Ingenuidade ou parou no tempo?

Mara Cornelsen

O que será que aconteceu com a Polícia Civil do Paraná, que há cerca de 10 ou 12 anos ostentava o título de uma das melhores do Brasil? Naquela época o “tira” era respeitado, bandido tinha medo e marginal chamava todo mundo de “senhor” dentro da delegacia. Arrebatamento de presos era coisa que nem se imaginava e se alguém ousasse fazê-lo, era recebido a tiros.

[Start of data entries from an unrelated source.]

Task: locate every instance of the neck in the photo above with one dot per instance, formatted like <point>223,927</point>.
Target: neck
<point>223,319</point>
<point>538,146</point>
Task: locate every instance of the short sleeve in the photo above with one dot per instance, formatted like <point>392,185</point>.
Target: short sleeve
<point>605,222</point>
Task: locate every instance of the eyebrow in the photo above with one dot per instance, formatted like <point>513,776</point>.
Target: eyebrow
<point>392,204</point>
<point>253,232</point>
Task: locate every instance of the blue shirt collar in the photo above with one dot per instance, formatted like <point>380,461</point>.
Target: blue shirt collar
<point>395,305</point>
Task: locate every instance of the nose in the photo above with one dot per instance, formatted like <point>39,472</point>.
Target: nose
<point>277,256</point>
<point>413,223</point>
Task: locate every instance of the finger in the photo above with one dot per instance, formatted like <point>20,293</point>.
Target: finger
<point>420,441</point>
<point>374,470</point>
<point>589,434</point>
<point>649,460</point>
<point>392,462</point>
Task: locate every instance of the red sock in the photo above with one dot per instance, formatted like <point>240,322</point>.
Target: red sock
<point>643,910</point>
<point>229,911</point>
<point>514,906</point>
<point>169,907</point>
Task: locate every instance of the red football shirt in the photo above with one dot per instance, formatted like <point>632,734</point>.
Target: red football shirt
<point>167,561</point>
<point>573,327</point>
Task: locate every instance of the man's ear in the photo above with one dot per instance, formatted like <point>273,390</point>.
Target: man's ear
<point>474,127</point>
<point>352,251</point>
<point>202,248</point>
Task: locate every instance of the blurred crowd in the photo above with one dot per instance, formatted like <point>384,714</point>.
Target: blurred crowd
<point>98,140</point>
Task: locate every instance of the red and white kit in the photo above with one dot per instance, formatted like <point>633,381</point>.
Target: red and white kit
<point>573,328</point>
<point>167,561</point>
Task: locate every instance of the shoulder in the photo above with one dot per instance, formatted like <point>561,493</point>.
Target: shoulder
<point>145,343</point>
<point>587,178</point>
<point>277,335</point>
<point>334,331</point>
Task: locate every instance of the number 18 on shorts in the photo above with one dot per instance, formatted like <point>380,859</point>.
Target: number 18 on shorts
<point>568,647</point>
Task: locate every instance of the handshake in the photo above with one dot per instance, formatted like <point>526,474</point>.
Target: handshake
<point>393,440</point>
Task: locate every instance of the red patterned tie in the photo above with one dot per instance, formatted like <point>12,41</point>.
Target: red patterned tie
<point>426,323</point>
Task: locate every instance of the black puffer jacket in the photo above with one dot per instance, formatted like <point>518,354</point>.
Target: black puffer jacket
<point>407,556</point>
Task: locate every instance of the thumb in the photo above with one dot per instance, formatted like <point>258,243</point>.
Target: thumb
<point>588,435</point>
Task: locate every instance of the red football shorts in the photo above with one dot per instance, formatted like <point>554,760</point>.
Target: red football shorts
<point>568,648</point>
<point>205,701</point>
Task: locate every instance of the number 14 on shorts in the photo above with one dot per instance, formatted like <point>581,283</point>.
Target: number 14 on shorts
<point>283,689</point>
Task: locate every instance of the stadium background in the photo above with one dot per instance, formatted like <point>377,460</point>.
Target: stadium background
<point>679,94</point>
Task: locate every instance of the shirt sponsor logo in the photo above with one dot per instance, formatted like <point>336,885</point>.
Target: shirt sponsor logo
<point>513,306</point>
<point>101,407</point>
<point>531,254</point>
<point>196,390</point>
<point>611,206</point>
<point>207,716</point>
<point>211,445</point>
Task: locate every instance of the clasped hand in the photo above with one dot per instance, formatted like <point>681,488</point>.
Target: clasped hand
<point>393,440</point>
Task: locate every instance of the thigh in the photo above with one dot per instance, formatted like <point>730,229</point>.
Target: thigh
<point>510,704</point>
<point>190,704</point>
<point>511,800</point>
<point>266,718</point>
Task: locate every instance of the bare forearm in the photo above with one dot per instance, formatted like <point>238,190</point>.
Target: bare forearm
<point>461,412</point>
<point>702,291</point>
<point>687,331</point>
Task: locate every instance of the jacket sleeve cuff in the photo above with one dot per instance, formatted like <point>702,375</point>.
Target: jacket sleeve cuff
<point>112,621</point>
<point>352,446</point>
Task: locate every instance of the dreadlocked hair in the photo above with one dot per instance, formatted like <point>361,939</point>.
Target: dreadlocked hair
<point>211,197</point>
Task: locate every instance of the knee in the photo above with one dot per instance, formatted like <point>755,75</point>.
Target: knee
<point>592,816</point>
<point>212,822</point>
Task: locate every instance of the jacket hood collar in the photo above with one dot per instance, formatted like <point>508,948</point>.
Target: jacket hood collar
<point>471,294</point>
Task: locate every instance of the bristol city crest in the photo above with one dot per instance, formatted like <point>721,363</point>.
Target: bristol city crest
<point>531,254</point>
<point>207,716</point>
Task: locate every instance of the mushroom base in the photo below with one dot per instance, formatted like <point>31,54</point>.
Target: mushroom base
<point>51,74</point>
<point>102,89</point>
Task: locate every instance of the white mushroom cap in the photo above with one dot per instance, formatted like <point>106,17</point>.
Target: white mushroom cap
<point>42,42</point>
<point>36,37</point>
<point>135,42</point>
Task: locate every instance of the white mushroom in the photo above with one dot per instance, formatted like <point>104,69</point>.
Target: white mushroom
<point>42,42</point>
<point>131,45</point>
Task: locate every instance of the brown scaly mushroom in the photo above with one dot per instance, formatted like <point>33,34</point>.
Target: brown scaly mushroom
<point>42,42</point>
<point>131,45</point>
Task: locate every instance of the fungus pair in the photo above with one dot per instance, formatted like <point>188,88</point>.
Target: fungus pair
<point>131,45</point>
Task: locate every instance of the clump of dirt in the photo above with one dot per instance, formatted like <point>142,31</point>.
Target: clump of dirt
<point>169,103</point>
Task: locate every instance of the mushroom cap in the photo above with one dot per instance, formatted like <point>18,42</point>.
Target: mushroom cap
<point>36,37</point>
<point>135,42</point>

Delegacia era território de respeito, ninguém “se folgava”, como dizia a “tiragem” mais antiga, aquela que tinha gasolina na viatura para rodar dia e noite e muitas balas nos revólveres (alguns portavam mais de uma arma, em coldres escondidos no tornozelo e embaixo do braço).

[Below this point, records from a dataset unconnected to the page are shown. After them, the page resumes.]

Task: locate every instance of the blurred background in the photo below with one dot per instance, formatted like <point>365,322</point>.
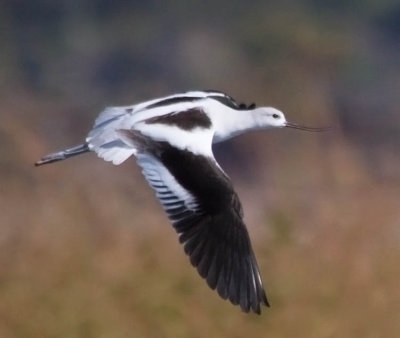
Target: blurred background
<point>85,249</point>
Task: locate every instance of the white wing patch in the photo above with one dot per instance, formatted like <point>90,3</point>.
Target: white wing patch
<point>176,200</point>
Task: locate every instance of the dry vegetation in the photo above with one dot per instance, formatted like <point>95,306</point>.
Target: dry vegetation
<point>87,252</point>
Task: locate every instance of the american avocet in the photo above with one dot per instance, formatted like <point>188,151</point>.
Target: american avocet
<point>171,139</point>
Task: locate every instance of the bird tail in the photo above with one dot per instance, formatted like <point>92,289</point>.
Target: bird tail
<point>64,154</point>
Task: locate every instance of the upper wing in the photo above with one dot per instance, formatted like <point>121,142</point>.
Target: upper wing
<point>206,213</point>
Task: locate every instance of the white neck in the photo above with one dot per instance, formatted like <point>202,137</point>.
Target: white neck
<point>228,124</point>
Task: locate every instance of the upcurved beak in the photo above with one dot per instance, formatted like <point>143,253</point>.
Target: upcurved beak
<point>296,126</point>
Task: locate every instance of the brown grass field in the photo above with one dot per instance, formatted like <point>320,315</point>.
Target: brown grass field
<point>86,251</point>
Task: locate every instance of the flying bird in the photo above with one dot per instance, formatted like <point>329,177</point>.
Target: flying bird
<point>171,139</point>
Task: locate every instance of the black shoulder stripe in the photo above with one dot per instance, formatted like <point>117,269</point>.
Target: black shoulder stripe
<point>186,120</point>
<point>228,100</point>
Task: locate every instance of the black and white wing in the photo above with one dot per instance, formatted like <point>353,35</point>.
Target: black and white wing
<point>207,215</point>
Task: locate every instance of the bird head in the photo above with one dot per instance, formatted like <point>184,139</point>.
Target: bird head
<point>268,117</point>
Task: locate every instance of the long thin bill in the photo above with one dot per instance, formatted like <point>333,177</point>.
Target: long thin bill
<point>317,129</point>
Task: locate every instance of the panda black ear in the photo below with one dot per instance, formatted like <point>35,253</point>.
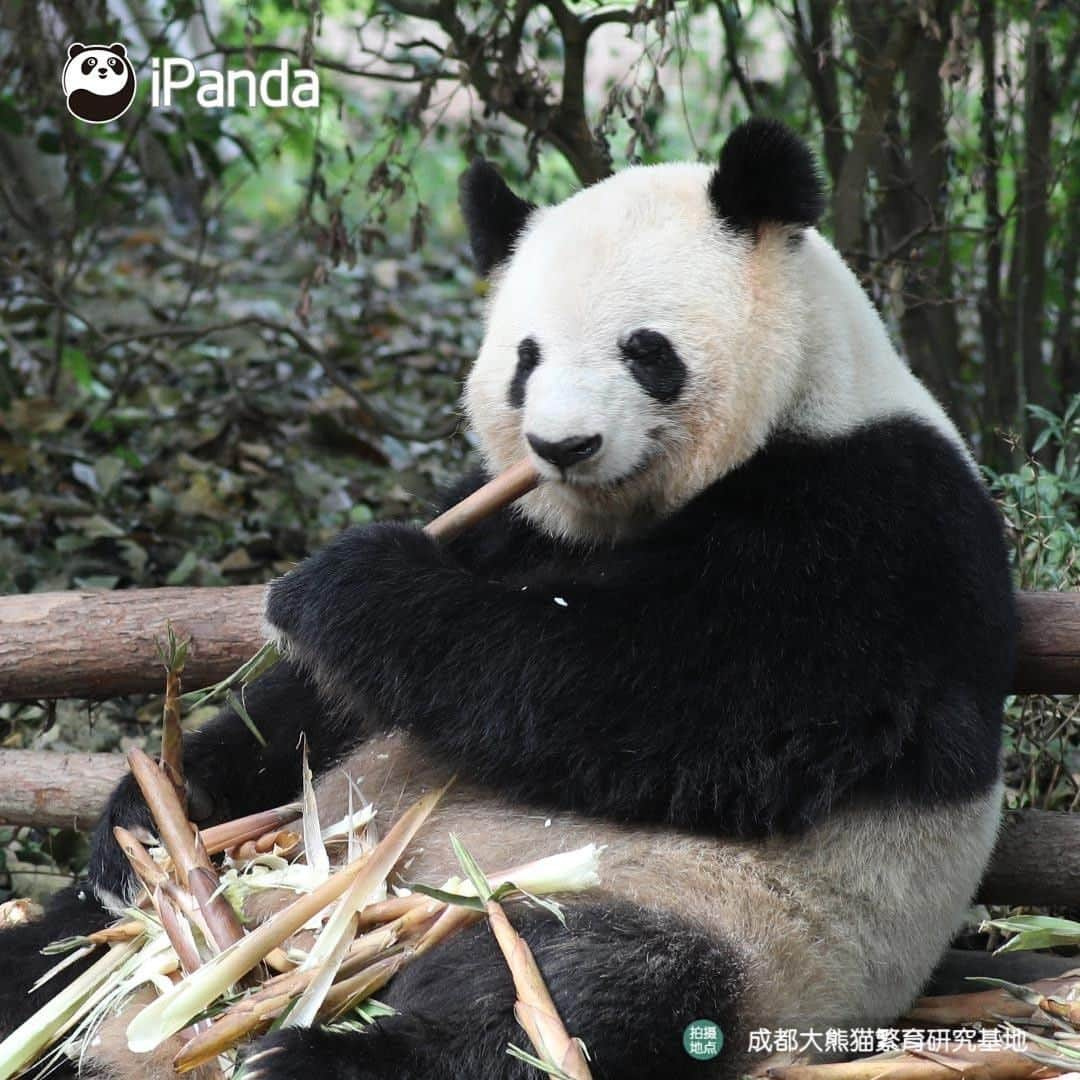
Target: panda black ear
<point>767,174</point>
<point>494,215</point>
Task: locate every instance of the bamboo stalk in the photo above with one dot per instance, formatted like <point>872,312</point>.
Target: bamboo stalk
<point>220,918</point>
<point>170,815</point>
<point>177,930</point>
<point>952,1063</point>
<point>118,932</point>
<point>535,1010</point>
<point>146,869</point>
<point>347,994</point>
<point>172,732</point>
<point>987,1006</point>
<point>231,834</point>
<point>510,485</point>
<point>172,1011</point>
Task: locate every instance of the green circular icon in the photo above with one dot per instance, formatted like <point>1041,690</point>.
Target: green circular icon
<point>702,1039</point>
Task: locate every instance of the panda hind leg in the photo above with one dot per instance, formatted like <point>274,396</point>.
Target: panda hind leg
<point>626,981</point>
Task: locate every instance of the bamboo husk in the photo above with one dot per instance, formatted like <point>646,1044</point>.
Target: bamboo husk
<point>156,1023</point>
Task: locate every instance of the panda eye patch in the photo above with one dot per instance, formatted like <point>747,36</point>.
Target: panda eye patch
<point>528,358</point>
<point>655,363</point>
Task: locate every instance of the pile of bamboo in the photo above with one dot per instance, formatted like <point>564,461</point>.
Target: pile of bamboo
<point>251,977</point>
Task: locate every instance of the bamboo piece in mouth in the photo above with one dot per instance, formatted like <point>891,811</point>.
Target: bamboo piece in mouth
<point>508,487</point>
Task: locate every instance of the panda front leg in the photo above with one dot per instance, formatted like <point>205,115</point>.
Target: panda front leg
<point>229,772</point>
<point>70,913</point>
<point>626,981</point>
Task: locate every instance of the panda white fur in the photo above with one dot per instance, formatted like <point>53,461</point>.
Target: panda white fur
<point>98,82</point>
<point>753,633</point>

Na realidade a polícia paranaense não era dada a muitas investigações, mas se impunha pelo respeito e os casos eram resolvidos. Tinha tira “grosso”, linha dura, que dizia que tratava todo mundo “no pau”, mas que entrava nas favelas sem ter medo e sem precisar do apoio do Batalhão de Choque. Essa polícia, ao que parece, desapareceu. Encolheu-se, desanimou. Se antes a investigação saía na base do grito, hoje nem isso, Não há gritos, não há balas, não há combustível, não há armamento adequado, não há nem pessoal suficiente para colocar em todas as delegacias do Estado. O crime se organizou e a polícia…

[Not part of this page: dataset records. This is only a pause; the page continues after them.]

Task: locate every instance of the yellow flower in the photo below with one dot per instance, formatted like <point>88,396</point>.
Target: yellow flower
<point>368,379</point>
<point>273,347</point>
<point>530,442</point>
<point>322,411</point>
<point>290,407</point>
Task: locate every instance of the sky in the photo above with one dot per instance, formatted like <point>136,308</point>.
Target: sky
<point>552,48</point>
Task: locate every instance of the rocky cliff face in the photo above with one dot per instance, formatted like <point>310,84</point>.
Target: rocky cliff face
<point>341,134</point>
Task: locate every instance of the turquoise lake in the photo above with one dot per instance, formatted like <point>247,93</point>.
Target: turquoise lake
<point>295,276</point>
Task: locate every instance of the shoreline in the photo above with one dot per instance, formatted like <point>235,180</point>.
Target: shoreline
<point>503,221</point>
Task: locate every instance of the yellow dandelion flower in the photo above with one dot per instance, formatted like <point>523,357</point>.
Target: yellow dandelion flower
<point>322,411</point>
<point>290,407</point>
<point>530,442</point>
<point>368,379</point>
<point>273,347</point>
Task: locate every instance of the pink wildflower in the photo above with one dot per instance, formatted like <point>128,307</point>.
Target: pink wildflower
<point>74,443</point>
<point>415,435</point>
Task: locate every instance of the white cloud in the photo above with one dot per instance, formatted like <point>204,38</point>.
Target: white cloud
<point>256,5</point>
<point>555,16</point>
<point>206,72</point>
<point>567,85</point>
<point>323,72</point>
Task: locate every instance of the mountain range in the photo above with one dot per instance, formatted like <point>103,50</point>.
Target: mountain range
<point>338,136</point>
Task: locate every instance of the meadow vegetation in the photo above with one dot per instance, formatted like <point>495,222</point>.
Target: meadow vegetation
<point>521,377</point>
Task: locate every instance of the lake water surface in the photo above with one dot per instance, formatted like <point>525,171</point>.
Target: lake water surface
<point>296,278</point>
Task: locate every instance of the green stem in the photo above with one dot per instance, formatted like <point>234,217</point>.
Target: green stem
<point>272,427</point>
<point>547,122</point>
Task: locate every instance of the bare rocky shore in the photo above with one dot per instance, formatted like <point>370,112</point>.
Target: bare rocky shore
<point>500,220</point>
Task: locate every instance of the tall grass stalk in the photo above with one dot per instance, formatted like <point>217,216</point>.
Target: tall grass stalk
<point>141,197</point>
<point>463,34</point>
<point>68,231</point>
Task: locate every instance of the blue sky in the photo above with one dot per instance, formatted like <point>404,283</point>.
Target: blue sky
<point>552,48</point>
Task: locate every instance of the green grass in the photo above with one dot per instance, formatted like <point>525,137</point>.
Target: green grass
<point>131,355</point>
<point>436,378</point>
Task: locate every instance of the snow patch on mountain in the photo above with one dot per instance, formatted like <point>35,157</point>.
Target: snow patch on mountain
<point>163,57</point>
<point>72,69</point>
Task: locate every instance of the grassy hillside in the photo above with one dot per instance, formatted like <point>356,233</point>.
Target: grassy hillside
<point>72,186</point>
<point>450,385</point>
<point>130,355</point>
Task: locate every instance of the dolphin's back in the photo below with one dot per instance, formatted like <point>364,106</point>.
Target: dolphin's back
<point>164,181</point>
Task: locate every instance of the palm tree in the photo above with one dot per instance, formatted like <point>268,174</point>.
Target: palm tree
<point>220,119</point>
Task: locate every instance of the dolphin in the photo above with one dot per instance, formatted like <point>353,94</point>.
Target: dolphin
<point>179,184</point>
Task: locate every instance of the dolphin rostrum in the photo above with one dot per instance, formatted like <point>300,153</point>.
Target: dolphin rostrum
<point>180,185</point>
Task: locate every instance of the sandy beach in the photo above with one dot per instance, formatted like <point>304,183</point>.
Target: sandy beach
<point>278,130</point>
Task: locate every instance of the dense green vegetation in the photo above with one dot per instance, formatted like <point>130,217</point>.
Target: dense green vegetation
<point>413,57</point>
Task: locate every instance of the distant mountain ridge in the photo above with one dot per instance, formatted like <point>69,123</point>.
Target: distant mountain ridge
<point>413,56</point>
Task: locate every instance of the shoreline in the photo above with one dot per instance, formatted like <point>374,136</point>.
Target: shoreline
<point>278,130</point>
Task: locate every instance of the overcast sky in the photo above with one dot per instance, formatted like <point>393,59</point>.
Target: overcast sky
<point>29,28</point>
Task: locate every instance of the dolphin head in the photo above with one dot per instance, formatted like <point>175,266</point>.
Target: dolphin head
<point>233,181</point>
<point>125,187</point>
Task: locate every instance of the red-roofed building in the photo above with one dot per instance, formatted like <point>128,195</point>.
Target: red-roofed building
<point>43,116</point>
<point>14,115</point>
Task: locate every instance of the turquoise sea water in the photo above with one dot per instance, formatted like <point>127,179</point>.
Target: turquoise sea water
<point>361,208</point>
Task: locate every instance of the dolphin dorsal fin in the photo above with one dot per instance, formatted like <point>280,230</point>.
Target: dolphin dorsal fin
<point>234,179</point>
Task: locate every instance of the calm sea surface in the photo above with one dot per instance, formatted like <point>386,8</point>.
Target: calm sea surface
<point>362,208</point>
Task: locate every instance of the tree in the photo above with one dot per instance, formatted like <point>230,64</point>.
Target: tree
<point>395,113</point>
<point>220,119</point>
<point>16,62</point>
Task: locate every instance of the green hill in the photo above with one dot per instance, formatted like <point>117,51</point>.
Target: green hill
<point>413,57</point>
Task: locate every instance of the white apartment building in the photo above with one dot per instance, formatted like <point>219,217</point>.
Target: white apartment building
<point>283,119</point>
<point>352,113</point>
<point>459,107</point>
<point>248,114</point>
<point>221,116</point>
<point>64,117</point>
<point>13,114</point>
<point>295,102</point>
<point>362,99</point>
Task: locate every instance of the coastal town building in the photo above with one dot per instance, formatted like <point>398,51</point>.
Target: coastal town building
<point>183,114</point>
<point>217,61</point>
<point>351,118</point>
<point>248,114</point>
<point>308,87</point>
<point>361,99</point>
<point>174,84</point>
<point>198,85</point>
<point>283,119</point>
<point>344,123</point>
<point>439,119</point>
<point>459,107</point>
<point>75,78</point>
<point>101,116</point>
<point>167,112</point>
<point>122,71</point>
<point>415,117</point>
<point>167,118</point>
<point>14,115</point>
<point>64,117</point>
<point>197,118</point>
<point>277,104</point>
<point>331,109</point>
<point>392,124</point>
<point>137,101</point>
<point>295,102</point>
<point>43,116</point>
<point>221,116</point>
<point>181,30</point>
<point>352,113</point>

Só este mês, três investigadores foram baleados. Dois morreram. Os casos demonstram até uma certa ingenuidade dos policiais. Em Colombo, o investigador que fazia plantão sozinho, num domingo, foi abrir a porta para uma mulher e criminosos tentaram invadir a delegacia para soltar presos. Era uma cilada. Ele conseguiu fechar a porta, mas pasmem, ela era de vidro. As balas atravessaram o vidro e pararam no corpo do investigador. Ele estava sem a sua própria arma, deixada na gaveta da escrivaninha do plantão. Foi abrir a porta desguarnecido, como se estivesse na própria casa. Ele estava de plantão, mas não de prontidão; vacilou e não tinha mais ninguém ali para socorrê-lo. Dias depois, outro investigador, este da Estelionatos, é abordado por criminosos no centro da cidade, com uma viatura “descaracterizada”. Tentaram roubar o carro, dizem seus colegas. Mas desde quando um policial anda sozinho na viatura, sem parceiro? Em que manual se aprende que investigação pode ser feita por uma pessoa só? Na madrugada de ontem foi no 4.º Distrito Policial que houve a invasão. Também um policial sozinho foi averiguar o “barulho” que escutou no xadrez. O colega dele estava na frente da delegacia e não foi chamado para a averiguação. Estavam arrebatando um preso. Houve tiroteio e o policial foi ferido no peito. Está hospitalizado. Se Deus quiser, sobreviverá para minimizar a dor de uma Instituição que está em frangalhos. Que tem agido com ingenuidade, como se o mundo tivesse parado no tempo em que ladrão de varal era considerado “ameaça à sociedade”. Nossos policiais precisam de reciclagem urgentemente, de retomada de espaços, de reconquista de respeito, e de mais, mas muito mais orgulho próprio e vontade de lutar pelo bem. Polícia não é política. É ação, é discernimento. Não se resolve a criminalidade com canetadas, mas com inteligência e aprimoramento.